The study by the University of Kent’s Dr Heejung Chung, working with Dr Mariska van der Horst from the Vrije Universiteit Amsterdam, looked at different flexible working patterns – schedules with set flexi hours, teleworking and where workers controlled their hours – and their impact on hours worked.

It found that, although full-time working mothers who had control over their work schedule did not appear to increase their unpaid overtime, part-time working mothers who controlled their hours did more unpaid overtime, with an average of around 20 minutes more a week. Professional men and women with no children also increased their hours [by an hour a week and 40 minutes a week respectively] if they had control over their work schedule.

For flexi hours and teleworking, there was little evidence of either an increase or decrease in unpaid overtime hours.

The researchers suggest the increase in overtime for part-time working mothers may be because they feel the need to work longer to compensate for the possible stigma, perceived or otherwise, attached to them by other workers, especially when their schedules do not match normal working hours. It may also be that part-time working mothers have a greater ability to work unpaid overtime compared to full-time working mothers.

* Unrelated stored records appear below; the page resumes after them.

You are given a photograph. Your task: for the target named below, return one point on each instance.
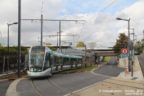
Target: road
(3, 87)
(141, 61)
(59, 85)
(110, 68)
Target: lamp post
(8, 42)
(128, 20)
(133, 60)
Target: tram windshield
(37, 57)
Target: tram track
(123, 84)
(36, 89)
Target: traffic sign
(124, 51)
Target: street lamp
(8, 42)
(128, 20)
(133, 61)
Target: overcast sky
(100, 27)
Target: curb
(92, 72)
(11, 91)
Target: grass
(84, 69)
(107, 59)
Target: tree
(80, 44)
(122, 42)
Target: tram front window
(37, 58)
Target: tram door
(48, 61)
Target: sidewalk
(123, 85)
(137, 72)
(112, 87)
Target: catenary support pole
(19, 36)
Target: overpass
(103, 52)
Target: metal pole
(41, 30)
(60, 35)
(129, 43)
(8, 48)
(57, 39)
(133, 59)
(19, 36)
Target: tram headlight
(31, 69)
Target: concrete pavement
(118, 86)
(112, 87)
(137, 72)
(4, 84)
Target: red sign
(124, 51)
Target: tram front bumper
(44, 73)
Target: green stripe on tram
(34, 72)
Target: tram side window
(66, 61)
(26, 61)
(47, 60)
(56, 60)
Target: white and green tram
(43, 62)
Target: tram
(44, 62)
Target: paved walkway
(112, 87)
(123, 85)
(137, 72)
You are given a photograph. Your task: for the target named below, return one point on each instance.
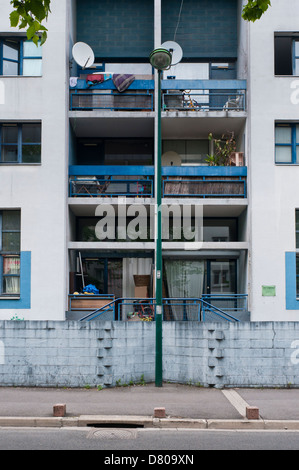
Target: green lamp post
(160, 59)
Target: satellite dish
(171, 159)
(175, 49)
(83, 54)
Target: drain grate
(113, 434)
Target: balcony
(203, 95)
(138, 181)
(92, 96)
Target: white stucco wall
(274, 193)
(40, 190)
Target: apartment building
(78, 162)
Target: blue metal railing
(184, 95)
(91, 100)
(174, 309)
(204, 188)
(181, 181)
(76, 304)
(96, 187)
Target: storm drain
(113, 434)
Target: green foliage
(29, 15)
(254, 9)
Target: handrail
(204, 305)
(104, 309)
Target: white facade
(49, 216)
(273, 196)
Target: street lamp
(160, 59)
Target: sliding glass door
(221, 277)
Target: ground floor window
(10, 252)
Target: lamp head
(160, 58)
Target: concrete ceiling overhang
(175, 125)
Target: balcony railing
(178, 95)
(204, 95)
(138, 181)
(104, 96)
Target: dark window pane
(283, 56)
(9, 134)
(9, 153)
(11, 220)
(11, 50)
(10, 68)
(10, 241)
(31, 133)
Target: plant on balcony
(223, 149)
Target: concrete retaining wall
(73, 354)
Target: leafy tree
(30, 14)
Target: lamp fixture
(160, 58)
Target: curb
(148, 422)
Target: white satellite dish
(171, 159)
(83, 54)
(175, 49)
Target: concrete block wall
(245, 354)
(73, 354)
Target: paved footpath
(171, 405)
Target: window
(20, 143)
(287, 143)
(20, 57)
(10, 226)
(286, 54)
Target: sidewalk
(185, 406)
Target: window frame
(292, 145)
(7, 254)
(21, 56)
(19, 143)
(295, 57)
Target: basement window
(286, 52)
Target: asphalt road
(127, 442)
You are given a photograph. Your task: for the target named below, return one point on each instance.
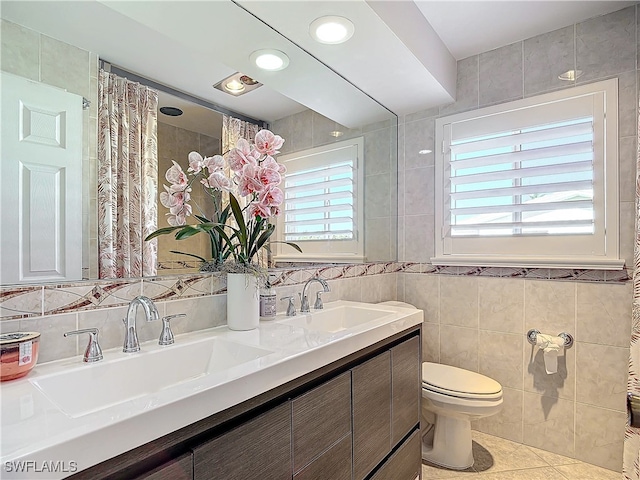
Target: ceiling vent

On average in the UK men work an extra 2.2 hours a week in unpaid overtime while for women it is about 1.9 hours.

Dr Chung, from Kent’s School of Social Policy, Sociology and Social Research, said: “More control over your work is supposed to make life easier for workers, particularly those with children. However, it is clear that for many, blurring the boundaries between work and home life expands work to be longer, even when it is unpaid. Employers need to be aware of this and ensure staff are not over-stretching themselves and undoing the benefits of flexible working.”

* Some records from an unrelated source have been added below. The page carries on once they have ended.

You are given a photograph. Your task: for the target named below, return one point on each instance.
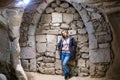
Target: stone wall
(85, 23)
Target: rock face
(84, 23)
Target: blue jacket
(72, 47)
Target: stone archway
(97, 29)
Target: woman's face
(64, 34)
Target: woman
(67, 47)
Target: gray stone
(64, 26)
(46, 18)
(48, 60)
(58, 64)
(92, 42)
(51, 47)
(81, 63)
(59, 9)
(50, 54)
(25, 64)
(53, 5)
(67, 18)
(33, 64)
(80, 24)
(51, 32)
(100, 55)
(56, 17)
(64, 5)
(41, 38)
(104, 45)
(70, 10)
(85, 56)
(3, 77)
(49, 65)
(82, 31)
(31, 41)
(41, 47)
(28, 52)
(82, 38)
(72, 32)
(49, 10)
(51, 39)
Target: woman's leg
(65, 59)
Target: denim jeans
(65, 58)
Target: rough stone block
(51, 39)
(46, 18)
(72, 32)
(67, 18)
(25, 64)
(64, 5)
(28, 53)
(56, 17)
(33, 64)
(64, 26)
(41, 47)
(49, 32)
(51, 47)
(70, 10)
(82, 31)
(41, 38)
(100, 55)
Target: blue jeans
(65, 58)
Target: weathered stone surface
(92, 42)
(53, 5)
(51, 39)
(3, 77)
(31, 41)
(85, 56)
(49, 10)
(83, 38)
(67, 18)
(81, 63)
(48, 60)
(25, 64)
(64, 5)
(50, 54)
(56, 17)
(51, 47)
(41, 38)
(58, 64)
(41, 47)
(33, 64)
(51, 32)
(28, 52)
(80, 24)
(59, 9)
(64, 26)
(49, 65)
(70, 10)
(84, 49)
(46, 18)
(82, 31)
(72, 32)
(76, 16)
(100, 55)
(104, 45)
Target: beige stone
(56, 17)
(41, 47)
(41, 38)
(64, 26)
(51, 39)
(67, 18)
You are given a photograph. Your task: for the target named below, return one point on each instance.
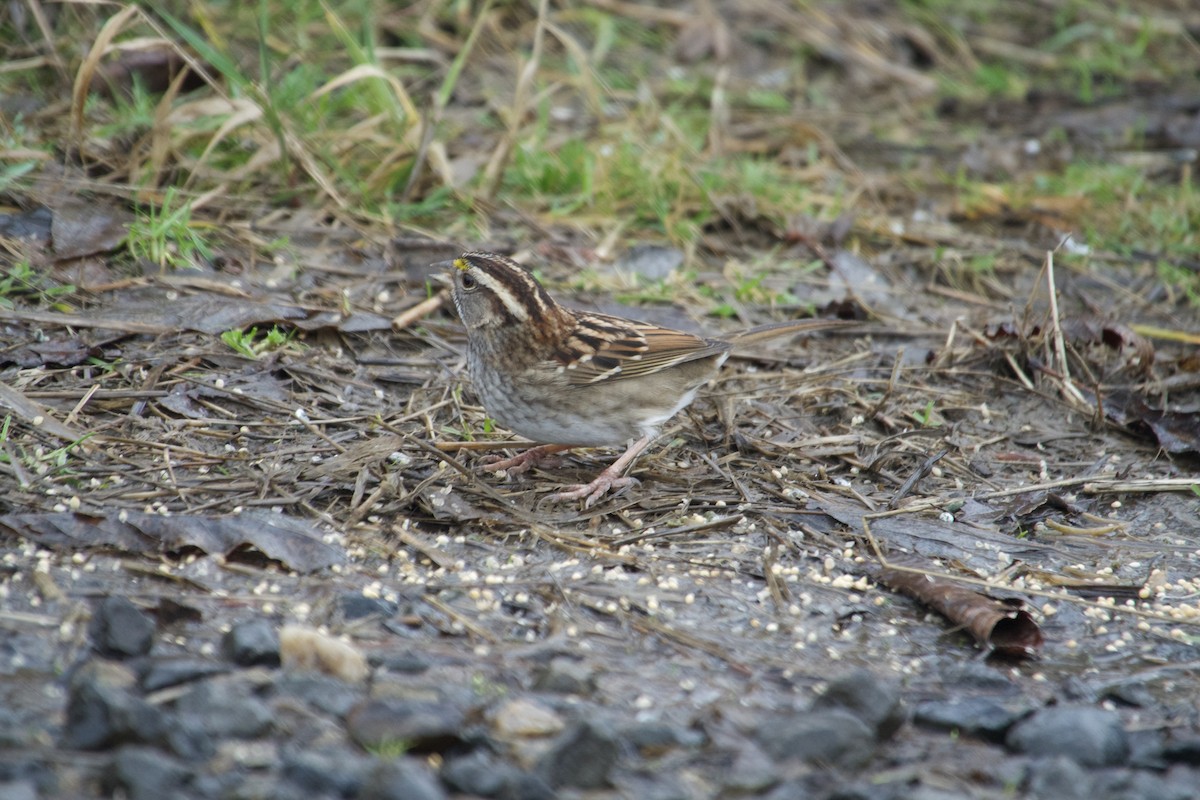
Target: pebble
(120, 630)
(252, 643)
(869, 698)
(148, 774)
(567, 675)
(401, 779)
(526, 717)
(829, 737)
(337, 771)
(225, 708)
(102, 711)
(973, 716)
(355, 606)
(1090, 737)
(162, 673)
(581, 757)
(425, 726)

She added: “Another point to note is that unlike popular perceptions, we also do not find much evidence that those who take up flexible working arrangements for family/care purposes reduce their work loads. Employers need to be made more aware of this, to tackle our perception against those working flexibly.”

The research, entitled Flexible working and unpaid overtime in the UK: The role of gender, parental and occupational status has been published in the journal Social Indicators Research. Special Issue: Flexible Working, Work-life Balance, and Gender Equality.